SMALL CAP STOCKS

For eight years, between 1975 to 1982, these stocks had an average increase of 34.8% annually. Unbelievable- and that might be the problem. This surge was primarily responsible for most of the articles showing that small cap stocks have historically outproduced other large cap stocks over time- 12.6% vs 10.7% since 1926. (Large caps rose only 14.9%). But when you take out that surge, small caps have actually underperformed other markets. They have lagged the market since 1981, earning 14.4% versus 16.8% for the S&P 500. Yet in the 1990 though 1993, they returned no lower than 21%. In the same period, the S&P had only one double digit year in 1990 at 30.6%. But from then big stocks have outdistanced the S&P by an almost 3%. (23.1% vs 17.6%).

They also tend to be more volatile. When large caps declined in 1973 by 14.7%, small caps dropped 30.9%. In 1987, large caps dropped 21.5% but small caps went down 29.2%.

My use of small caps has taken a different bent during the last year due to these new reports, though they still do represent good diversification. However my primary focus might be in MINI cap stocks- the smallest of the small cap stocks. I think there is more opportunity there

SMALL CAP STOCKS (1997) Literally every article on investing focuses on the higher returns of small cap stocks. But a Professor Siegel of Wharton School said that the exceedingly high returns of small caps between 1974 and 1983 (35% annually) were an anomaly. Once those return were excluded, the returns for small caps actually were LOWER than large caps since 1926. Siegel noted that the returns for large cap stocks in the 80's were hurt by oil price increases, inflation and recession.

SMALL CAP ILLIQUIDITY: 1998 (Michael Brush) Many smaller stocks are sold on NASDAQ-National Association of Security Dealers Automatic Quotation system. It essentially is a computer listing of bid and asked prices by firms called market makers. A firm making a market in a stock must agree to buy and sell a certain amount of shares at the price they quote. But they are not forced into any transaction beyond the shares they indicate-say several thousand.
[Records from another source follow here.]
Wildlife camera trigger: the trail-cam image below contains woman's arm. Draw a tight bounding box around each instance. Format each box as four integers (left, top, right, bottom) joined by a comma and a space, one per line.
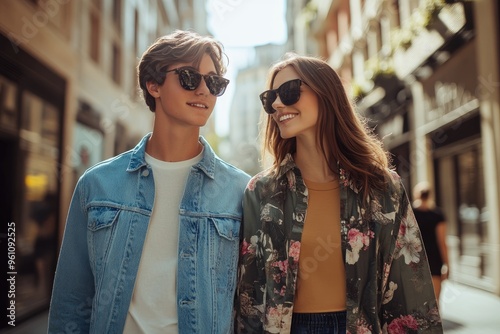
235, 182, 265, 333
382, 181, 443, 333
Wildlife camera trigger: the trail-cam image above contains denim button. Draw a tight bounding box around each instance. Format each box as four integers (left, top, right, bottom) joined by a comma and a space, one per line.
142, 169, 150, 177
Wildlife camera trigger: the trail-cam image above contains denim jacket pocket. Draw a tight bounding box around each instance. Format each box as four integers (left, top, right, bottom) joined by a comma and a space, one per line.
87, 205, 122, 275
87, 206, 121, 231
208, 217, 241, 293
210, 217, 240, 241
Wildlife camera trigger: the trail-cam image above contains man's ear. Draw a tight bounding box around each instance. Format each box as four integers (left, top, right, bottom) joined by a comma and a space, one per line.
146, 81, 160, 98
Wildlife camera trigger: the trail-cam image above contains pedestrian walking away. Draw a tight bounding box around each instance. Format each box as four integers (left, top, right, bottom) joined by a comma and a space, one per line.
413, 181, 450, 305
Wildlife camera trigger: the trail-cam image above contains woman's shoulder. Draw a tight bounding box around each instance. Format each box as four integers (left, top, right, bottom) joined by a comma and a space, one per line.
246, 168, 276, 192
369, 169, 407, 205
385, 169, 405, 193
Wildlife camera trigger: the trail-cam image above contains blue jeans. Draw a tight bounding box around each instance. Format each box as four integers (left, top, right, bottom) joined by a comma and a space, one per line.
291, 311, 347, 334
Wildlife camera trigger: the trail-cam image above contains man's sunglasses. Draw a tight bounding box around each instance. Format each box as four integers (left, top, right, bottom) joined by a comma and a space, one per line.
259, 79, 304, 114
165, 67, 229, 97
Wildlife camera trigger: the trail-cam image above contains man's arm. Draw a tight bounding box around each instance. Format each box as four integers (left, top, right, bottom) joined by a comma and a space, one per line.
48, 178, 95, 333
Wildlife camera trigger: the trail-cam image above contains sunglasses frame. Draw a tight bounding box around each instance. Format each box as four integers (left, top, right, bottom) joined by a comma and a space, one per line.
165, 67, 229, 97
259, 78, 304, 114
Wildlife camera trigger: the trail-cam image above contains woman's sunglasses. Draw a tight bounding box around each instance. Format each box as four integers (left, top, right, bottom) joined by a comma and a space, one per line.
259, 79, 304, 114
165, 67, 229, 97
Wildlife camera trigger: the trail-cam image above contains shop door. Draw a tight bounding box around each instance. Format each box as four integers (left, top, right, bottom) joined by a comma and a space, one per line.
435, 139, 490, 287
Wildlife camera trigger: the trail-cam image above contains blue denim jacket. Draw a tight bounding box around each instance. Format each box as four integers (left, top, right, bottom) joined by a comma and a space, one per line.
48, 134, 250, 333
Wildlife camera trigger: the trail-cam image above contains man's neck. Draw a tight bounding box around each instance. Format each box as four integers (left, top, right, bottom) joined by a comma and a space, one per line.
146, 130, 202, 162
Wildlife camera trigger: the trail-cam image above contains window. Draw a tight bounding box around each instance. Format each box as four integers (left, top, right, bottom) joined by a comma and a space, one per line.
110, 0, 123, 85
112, 0, 122, 31
89, 0, 101, 63
89, 10, 101, 63
1, 33, 65, 322
132, 9, 140, 98
0, 76, 18, 133
134, 9, 139, 57
18, 90, 62, 319
112, 43, 121, 84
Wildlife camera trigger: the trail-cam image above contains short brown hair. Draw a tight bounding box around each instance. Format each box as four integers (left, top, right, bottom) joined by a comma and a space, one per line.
138, 30, 227, 112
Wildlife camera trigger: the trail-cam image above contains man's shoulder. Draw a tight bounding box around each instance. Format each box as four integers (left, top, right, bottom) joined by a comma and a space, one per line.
214, 157, 251, 180
83, 149, 134, 178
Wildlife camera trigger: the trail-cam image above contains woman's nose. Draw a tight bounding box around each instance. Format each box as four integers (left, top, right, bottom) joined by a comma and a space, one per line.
271, 94, 284, 111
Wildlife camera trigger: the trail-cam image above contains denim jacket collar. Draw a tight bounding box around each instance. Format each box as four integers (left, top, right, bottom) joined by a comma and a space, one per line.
126, 133, 216, 179
194, 136, 216, 179
126, 133, 150, 172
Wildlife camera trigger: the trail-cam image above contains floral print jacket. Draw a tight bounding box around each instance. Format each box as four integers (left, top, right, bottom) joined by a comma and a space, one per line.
235, 154, 443, 334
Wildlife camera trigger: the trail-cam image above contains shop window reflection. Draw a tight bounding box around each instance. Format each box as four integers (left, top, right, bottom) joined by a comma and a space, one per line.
16, 90, 60, 318
0, 76, 18, 132
456, 147, 488, 279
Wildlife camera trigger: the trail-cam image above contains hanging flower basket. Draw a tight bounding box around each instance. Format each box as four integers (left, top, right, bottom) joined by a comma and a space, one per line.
423, 0, 446, 28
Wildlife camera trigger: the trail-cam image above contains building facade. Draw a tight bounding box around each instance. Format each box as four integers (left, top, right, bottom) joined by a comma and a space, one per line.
225, 44, 288, 175
303, 0, 500, 295
224, 0, 308, 174
0, 0, 205, 327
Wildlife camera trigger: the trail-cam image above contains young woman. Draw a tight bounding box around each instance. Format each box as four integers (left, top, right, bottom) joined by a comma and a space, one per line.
235, 54, 443, 333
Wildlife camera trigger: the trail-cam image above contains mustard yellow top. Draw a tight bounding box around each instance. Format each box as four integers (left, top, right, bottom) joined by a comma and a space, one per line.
293, 178, 346, 313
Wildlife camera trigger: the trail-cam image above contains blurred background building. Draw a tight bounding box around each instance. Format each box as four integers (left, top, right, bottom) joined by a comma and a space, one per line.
1, 0, 499, 329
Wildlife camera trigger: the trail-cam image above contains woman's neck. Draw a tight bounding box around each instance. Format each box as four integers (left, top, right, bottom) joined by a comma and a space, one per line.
295, 138, 336, 183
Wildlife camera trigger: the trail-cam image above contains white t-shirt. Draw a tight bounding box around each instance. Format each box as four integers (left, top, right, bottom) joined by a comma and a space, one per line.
123, 150, 203, 334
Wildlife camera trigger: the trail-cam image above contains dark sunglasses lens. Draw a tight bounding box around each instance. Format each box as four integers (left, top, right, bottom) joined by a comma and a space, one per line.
260, 91, 277, 114
205, 75, 229, 96
178, 69, 201, 90
279, 80, 301, 105
260, 79, 302, 114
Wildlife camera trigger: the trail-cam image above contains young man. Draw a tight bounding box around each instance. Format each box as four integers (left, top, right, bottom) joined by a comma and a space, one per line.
48, 30, 250, 333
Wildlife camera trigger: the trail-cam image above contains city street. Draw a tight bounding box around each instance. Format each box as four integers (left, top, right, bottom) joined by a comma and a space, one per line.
3, 280, 500, 334
2, 1, 500, 333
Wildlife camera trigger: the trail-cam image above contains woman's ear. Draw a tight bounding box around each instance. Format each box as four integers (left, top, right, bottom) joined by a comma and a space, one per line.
146, 81, 160, 98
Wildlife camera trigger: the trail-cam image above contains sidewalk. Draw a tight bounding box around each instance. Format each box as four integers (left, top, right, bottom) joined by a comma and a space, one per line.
2, 281, 500, 333
440, 280, 500, 334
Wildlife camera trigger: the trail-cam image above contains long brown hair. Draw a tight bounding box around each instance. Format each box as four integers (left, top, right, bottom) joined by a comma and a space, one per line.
263, 53, 392, 199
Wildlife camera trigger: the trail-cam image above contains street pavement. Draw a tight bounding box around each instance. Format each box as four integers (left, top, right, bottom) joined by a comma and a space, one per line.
440, 280, 500, 334
2, 280, 500, 333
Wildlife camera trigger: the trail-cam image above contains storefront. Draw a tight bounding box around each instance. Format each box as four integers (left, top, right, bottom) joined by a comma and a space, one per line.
432, 116, 491, 288
0, 33, 65, 325
418, 40, 495, 290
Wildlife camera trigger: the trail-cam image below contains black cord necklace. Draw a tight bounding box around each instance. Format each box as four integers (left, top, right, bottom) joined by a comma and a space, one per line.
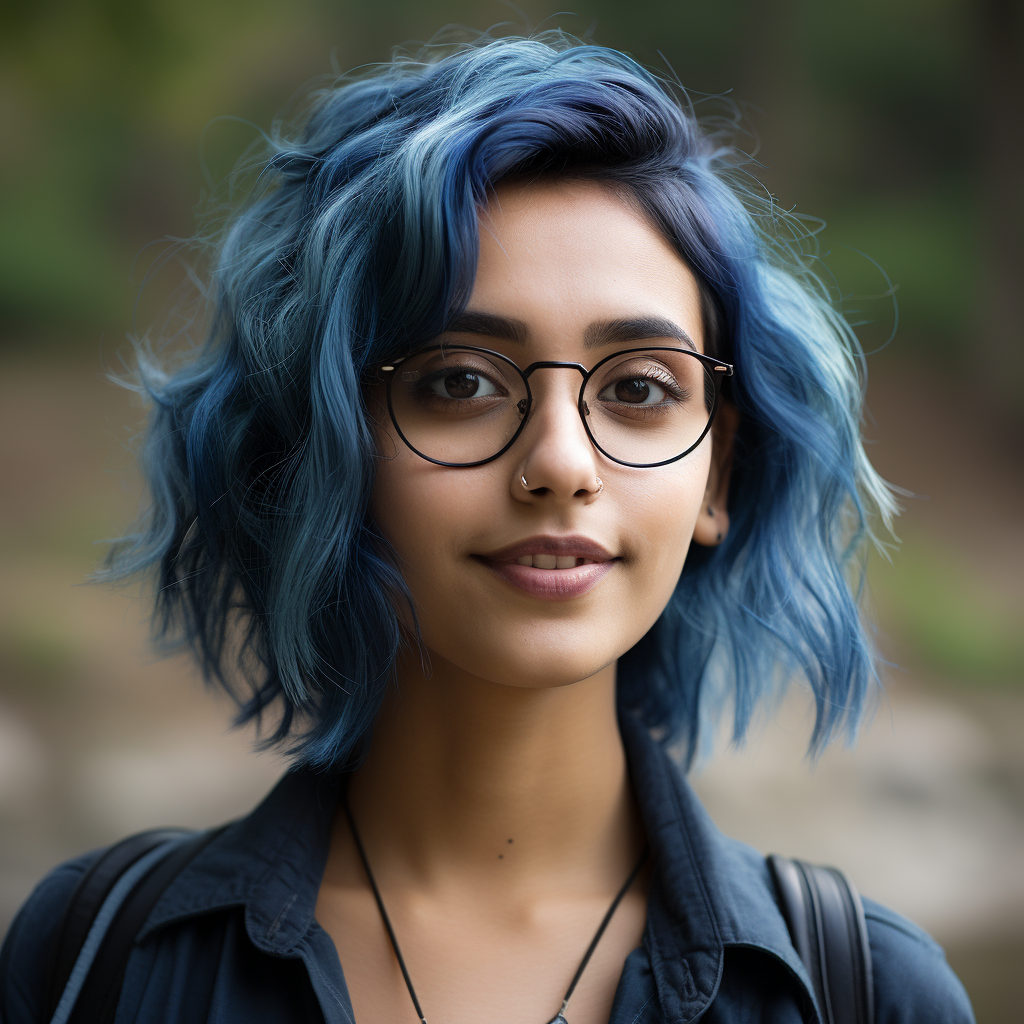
341, 794, 648, 1024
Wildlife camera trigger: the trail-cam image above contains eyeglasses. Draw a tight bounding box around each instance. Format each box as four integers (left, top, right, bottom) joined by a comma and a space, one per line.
378, 344, 734, 469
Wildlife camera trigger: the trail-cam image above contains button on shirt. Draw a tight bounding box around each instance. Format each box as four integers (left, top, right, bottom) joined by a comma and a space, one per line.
1, 714, 974, 1023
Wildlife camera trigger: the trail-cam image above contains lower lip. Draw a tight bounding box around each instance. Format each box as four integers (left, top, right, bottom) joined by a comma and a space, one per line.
479, 559, 615, 600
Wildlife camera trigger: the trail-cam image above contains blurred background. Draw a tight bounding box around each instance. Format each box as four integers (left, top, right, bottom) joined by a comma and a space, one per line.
0, 0, 1021, 1019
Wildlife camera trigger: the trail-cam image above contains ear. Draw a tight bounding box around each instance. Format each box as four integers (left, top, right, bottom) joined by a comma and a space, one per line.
692, 401, 739, 548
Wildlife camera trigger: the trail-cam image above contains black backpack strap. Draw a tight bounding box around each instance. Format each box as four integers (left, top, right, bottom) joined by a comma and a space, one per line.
46, 826, 225, 1024
66, 827, 223, 1024
45, 829, 186, 1021
767, 854, 874, 1024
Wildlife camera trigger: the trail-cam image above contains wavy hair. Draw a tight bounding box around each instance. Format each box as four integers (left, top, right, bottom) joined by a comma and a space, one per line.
103, 32, 897, 769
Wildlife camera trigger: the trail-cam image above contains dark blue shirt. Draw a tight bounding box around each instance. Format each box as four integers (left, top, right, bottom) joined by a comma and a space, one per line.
1, 714, 974, 1023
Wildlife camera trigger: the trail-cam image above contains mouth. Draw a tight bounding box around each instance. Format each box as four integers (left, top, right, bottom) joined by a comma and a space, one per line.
508, 554, 601, 568
474, 535, 618, 600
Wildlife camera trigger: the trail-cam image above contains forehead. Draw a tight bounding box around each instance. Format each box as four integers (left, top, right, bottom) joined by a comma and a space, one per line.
472, 178, 704, 351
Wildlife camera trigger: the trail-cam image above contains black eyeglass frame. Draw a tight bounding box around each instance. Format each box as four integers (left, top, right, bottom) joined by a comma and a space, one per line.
379, 344, 735, 469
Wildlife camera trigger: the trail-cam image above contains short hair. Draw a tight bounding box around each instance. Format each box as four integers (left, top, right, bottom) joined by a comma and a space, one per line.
103, 32, 897, 769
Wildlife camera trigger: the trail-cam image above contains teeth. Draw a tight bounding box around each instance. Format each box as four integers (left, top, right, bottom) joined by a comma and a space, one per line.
513, 555, 598, 569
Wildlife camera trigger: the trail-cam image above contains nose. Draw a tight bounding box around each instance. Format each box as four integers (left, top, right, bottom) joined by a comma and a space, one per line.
512, 369, 604, 503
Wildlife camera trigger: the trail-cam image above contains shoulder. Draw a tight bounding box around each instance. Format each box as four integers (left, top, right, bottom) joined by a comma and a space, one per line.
0, 848, 105, 1024
862, 898, 975, 1024
705, 832, 977, 1023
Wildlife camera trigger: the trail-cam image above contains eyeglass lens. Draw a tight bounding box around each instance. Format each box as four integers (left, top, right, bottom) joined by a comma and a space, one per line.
387, 346, 717, 467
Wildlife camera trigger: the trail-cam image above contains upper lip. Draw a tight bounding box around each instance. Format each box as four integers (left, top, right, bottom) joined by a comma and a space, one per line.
478, 534, 616, 563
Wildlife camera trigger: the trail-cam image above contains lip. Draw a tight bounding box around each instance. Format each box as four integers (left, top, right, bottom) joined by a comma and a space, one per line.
480, 534, 615, 563
475, 534, 617, 601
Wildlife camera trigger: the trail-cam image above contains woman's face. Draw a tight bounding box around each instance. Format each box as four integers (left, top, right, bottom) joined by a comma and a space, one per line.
371, 178, 732, 690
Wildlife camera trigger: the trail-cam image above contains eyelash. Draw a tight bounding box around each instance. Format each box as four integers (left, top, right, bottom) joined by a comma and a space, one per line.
603, 366, 688, 401
417, 366, 507, 396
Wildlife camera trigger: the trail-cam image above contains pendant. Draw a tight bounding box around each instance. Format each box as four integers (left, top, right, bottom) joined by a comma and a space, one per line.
545, 1016, 569, 1024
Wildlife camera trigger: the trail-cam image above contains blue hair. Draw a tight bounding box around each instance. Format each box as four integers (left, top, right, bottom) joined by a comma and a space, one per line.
103, 32, 896, 769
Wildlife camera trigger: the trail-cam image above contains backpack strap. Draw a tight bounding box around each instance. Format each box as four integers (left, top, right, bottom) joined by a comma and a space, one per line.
766, 854, 874, 1024
46, 826, 224, 1024
45, 829, 187, 1022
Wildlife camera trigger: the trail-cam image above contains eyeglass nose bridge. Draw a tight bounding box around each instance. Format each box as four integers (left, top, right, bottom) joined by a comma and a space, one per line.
520, 360, 593, 423
515, 360, 592, 423
521, 360, 589, 379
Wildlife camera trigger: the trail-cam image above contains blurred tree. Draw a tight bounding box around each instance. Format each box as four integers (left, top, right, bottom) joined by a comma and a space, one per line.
977, 0, 1024, 424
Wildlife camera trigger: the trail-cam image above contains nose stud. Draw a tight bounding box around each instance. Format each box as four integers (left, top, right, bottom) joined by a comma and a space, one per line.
520, 475, 604, 494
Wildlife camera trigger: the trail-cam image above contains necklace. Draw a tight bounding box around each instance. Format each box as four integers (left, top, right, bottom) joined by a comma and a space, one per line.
341, 795, 648, 1024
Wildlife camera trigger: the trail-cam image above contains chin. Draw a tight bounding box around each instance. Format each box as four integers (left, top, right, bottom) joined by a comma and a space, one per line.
427, 622, 627, 690
487, 658, 614, 691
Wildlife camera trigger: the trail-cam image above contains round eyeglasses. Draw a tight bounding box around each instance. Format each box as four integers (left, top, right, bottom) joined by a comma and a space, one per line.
378, 344, 734, 469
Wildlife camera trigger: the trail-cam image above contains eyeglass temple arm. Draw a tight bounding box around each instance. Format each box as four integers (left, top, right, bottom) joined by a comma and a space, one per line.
378, 350, 734, 382
379, 356, 735, 376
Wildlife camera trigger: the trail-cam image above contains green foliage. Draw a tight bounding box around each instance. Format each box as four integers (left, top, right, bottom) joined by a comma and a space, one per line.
823, 189, 978, 349
870, 535, 1024, 685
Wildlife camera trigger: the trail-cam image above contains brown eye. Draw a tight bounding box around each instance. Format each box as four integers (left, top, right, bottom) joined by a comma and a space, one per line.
445, 372, 481, 397
614, 378, 652, 404
427, 370, 500, 400
599, 376, 671, 407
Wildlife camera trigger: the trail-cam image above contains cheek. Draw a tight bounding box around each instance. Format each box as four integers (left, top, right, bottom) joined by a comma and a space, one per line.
373, 461, 438, 562
370, 405, 450, 552
618, 453, 709, 610
371, 448, 499, 588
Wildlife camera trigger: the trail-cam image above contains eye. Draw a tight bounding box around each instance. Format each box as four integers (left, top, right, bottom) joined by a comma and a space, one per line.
598, 375, 672, 406
428, 369, 501, 400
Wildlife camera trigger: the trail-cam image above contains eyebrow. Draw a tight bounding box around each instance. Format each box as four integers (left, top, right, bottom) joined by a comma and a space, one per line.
445, 311, 698, 351
445, 311, 529, 345
583, 316, 697, 352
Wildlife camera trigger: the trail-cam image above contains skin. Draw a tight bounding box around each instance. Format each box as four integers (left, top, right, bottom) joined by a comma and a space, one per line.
315, 178, 737, 1024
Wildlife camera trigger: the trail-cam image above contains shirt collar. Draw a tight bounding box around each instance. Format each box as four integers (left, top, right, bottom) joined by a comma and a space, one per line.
141, 716, 815, 1019
139, 763, 339, 953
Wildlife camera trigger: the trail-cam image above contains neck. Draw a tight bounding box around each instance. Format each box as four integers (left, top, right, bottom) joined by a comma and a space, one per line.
345, 647, 642, 893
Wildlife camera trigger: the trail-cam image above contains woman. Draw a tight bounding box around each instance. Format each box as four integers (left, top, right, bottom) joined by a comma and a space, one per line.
1, 33, 973, 1023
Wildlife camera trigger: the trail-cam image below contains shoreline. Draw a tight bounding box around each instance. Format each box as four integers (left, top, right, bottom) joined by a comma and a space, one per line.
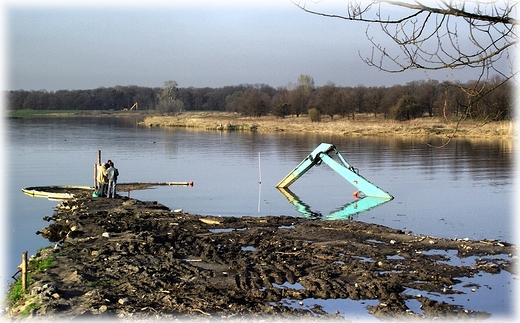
5, 191, 516, 320
6, 110, 515, 139
141, 112, 515, 139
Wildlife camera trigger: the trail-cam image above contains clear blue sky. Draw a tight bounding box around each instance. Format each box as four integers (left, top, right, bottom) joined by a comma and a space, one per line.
4, 0, 488, 91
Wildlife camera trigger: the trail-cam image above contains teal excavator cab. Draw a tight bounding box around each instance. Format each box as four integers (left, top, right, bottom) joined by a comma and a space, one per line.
276, 143, 393, 219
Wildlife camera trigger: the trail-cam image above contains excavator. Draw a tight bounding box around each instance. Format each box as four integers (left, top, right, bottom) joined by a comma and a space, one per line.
276, 143, 393, 220
122, 102, 138, 111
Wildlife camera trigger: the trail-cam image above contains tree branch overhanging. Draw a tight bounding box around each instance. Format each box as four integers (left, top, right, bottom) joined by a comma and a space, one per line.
292, 0, 517, 76
291, 0, 518, 25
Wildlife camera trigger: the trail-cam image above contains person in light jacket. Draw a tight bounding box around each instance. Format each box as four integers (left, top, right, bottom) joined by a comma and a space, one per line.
106, 161, 119, 198
96, 163, 108, 197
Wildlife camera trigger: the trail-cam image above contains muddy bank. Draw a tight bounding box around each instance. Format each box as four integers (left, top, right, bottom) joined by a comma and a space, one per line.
6, 192, 516, 321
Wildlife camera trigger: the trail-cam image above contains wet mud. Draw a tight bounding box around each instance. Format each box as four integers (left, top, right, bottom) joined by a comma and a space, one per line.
8, 192, 516, 321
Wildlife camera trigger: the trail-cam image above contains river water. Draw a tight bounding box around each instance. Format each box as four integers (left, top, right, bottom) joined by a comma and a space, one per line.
2, 117, 517, 319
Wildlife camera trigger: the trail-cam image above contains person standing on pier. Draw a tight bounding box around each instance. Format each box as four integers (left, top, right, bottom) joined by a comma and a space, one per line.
106, 160, 119, 198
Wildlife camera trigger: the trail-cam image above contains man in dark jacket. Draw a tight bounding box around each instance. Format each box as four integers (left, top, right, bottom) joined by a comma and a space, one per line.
106, 161, 119, 198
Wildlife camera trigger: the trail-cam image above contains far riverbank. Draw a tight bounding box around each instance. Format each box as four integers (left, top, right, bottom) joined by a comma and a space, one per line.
141, 112, 515, 139
5, 109, 514, 139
Therefore, if selling pressure gets too great, the price too low, whatever, they can simply walk away and buyers/sellers are then forced into uncompetitive transactions. The issue became a significant problem after 1996 when the SEC imposed rules to keep the bid and asked prices narrower. This obviously reduced profits- which therefore reduced the number of market makers per stock. As a result, the market for the stocks is, according to one analyst, "very thin and illiquid. The market makers are not supporting the small stocks. The result is that prices can plunge when a large investor-say a mutual fund-tries to sell even a relatively small position in a stock."

NASDAQ currently has 5,487 stock listings.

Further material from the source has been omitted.